The current study is clearly a pilot (limited by a very small sample size) in testing the postulate that a ‘true’ antidepressant effect may not be as rapid as indicated in previous studies, and where their suggestion of an early onset of action may be artefactual, being determined and distorted by the representation of those showing a placebo response or a spontaneous response pattern.
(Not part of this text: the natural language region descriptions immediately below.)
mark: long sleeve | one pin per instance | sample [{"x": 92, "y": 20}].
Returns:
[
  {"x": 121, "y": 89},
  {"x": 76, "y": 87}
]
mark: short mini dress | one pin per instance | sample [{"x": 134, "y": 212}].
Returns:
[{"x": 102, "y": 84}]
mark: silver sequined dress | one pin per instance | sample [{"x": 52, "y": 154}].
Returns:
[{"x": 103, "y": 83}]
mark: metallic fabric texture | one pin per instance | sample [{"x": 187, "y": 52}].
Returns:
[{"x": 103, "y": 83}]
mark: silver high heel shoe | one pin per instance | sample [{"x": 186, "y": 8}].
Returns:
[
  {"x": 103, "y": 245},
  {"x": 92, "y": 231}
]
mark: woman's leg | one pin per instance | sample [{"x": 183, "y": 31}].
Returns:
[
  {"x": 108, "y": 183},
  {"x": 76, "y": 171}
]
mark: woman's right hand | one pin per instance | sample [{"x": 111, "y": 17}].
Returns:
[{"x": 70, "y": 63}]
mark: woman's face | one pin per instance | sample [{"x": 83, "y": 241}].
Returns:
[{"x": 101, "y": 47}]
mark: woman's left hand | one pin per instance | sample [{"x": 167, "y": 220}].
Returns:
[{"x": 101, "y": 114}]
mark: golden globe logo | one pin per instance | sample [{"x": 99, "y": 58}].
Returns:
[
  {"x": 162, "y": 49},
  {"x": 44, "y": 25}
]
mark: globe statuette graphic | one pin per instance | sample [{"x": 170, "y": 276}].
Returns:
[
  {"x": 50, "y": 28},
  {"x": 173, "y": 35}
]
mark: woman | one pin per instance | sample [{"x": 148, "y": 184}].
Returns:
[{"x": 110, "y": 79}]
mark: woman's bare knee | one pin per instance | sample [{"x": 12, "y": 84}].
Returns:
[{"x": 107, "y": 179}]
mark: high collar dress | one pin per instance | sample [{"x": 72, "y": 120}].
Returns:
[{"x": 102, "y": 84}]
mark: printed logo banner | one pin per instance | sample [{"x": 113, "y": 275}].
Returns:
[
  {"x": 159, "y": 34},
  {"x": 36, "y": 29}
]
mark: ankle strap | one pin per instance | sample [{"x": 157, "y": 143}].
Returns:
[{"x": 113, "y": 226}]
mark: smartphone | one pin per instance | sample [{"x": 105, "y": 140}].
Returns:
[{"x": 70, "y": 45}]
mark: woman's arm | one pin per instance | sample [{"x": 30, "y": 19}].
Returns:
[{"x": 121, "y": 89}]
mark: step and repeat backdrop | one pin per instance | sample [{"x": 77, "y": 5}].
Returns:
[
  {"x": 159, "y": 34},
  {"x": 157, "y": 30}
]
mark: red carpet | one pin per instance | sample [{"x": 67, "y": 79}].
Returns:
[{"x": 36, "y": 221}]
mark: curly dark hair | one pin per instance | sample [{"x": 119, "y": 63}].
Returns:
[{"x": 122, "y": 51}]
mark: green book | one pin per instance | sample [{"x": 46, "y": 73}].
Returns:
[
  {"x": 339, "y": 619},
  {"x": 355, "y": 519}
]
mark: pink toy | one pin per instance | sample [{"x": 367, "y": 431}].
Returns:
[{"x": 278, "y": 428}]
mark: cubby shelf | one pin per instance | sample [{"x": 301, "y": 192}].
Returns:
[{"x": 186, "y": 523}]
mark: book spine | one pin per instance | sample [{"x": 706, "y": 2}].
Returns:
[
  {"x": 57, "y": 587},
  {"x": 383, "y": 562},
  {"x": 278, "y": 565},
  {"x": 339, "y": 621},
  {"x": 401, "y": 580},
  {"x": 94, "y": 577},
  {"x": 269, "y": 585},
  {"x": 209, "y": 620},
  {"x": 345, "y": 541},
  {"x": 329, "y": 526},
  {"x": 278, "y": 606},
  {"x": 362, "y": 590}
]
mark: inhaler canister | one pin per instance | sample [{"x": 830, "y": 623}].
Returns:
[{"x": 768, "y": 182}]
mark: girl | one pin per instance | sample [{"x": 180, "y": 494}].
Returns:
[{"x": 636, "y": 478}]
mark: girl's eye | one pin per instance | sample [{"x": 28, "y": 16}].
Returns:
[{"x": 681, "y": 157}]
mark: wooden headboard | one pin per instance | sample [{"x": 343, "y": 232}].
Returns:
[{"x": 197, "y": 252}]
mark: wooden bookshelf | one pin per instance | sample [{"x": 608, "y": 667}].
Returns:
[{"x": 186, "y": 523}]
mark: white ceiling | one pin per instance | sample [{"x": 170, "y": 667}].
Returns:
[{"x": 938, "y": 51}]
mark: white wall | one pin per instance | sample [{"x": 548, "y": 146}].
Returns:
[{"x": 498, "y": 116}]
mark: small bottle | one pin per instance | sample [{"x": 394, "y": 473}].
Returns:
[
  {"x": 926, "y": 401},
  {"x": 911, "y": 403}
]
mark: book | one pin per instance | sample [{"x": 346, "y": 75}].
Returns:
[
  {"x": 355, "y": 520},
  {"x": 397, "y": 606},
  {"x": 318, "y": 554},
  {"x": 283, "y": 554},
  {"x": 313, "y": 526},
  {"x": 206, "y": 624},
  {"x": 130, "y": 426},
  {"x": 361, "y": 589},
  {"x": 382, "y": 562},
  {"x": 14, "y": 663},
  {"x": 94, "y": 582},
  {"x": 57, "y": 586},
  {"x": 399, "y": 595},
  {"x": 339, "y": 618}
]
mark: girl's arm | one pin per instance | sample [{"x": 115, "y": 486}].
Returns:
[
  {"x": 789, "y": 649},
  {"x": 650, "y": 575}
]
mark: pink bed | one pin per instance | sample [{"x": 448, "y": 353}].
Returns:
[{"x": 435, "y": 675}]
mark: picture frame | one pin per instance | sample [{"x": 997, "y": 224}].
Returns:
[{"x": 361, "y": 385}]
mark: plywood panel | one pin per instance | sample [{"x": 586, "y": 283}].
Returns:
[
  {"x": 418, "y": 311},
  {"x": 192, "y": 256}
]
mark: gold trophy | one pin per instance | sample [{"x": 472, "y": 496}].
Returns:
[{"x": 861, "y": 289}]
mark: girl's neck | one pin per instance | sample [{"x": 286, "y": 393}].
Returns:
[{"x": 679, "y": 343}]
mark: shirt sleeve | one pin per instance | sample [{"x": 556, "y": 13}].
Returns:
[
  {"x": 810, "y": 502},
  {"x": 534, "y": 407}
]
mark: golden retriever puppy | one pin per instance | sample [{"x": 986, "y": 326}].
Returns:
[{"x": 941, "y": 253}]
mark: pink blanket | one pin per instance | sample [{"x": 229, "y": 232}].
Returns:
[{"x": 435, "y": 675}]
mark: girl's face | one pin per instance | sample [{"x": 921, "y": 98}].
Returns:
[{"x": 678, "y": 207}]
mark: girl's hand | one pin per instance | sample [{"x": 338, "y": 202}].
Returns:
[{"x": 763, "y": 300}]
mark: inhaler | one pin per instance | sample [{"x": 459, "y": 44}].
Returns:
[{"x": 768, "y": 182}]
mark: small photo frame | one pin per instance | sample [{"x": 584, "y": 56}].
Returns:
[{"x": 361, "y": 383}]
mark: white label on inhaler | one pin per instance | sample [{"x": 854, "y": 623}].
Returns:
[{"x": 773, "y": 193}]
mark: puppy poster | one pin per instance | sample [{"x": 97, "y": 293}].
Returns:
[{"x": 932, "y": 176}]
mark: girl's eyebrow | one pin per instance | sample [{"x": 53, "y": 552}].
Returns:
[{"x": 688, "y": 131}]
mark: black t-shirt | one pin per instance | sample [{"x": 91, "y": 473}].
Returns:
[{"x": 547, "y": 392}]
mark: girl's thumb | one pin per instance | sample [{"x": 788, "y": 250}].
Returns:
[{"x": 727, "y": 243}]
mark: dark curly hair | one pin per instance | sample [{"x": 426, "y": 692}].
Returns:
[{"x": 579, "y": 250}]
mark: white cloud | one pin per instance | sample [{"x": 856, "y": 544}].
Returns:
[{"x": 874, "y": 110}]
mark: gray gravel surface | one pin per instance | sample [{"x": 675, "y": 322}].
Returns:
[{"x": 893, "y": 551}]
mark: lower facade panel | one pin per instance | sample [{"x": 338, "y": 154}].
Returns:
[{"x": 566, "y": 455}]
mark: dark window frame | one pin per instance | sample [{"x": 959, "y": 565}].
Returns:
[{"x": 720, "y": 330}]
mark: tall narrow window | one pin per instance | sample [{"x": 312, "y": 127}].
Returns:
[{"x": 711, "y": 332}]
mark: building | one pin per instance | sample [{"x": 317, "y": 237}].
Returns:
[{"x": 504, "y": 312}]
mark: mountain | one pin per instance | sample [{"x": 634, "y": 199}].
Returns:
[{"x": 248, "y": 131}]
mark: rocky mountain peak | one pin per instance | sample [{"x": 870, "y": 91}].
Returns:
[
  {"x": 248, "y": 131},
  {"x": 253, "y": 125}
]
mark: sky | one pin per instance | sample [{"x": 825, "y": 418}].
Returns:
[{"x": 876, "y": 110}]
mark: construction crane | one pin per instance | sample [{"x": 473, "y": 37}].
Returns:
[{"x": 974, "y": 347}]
Although those receiving medication showed significantly greater improvement on the HAM-D compared with those receiving CBT at the first follow-up period after 4 weeks, the prediction of 12-week responder status from the ‘improvement’ status (equating to a 20% reduction in depression severity scores) was not achieved until day 10 by those receiving the antidepressant medication.
This study is limited by the size of the sample and the lack of a placebo arm.
The study is heuristic in the sense that it argues for an alternative strategy in applying the common paradigm of seeking to determine the interval required for antidepressant drugs to evidence ‘activity’. In essence, we recommend that studies seeking to identify the ‘true’ response pattern of antidepressant drugs and the interval before their demonstrable onset of action should be restricted to studies of those with a well-defined melancholic depression, and ideally comprising samples with placebo comparators and where those receiving the placebo medication showed either no improvement or minimal improvement over the study.
This study was funded by an Australian National Health and Medical Research Council Project Grant (630619). The olanzapine used in this trial was provided on request free of charge by Eli Lilly. Professor Parker is supported by a National Health and Medical Research Council program grant (510135) and a New South Wales Department of Health Infrastructure grant.
Conflicts of interest
The first author has served on advisory boards and given sponsored lectures for the manufacturers of the two trial antidepressant drugs. The olanzapine used in this trial was provided on request free of charge by Eli Lilly. The remaining authors have no conflicts of interest.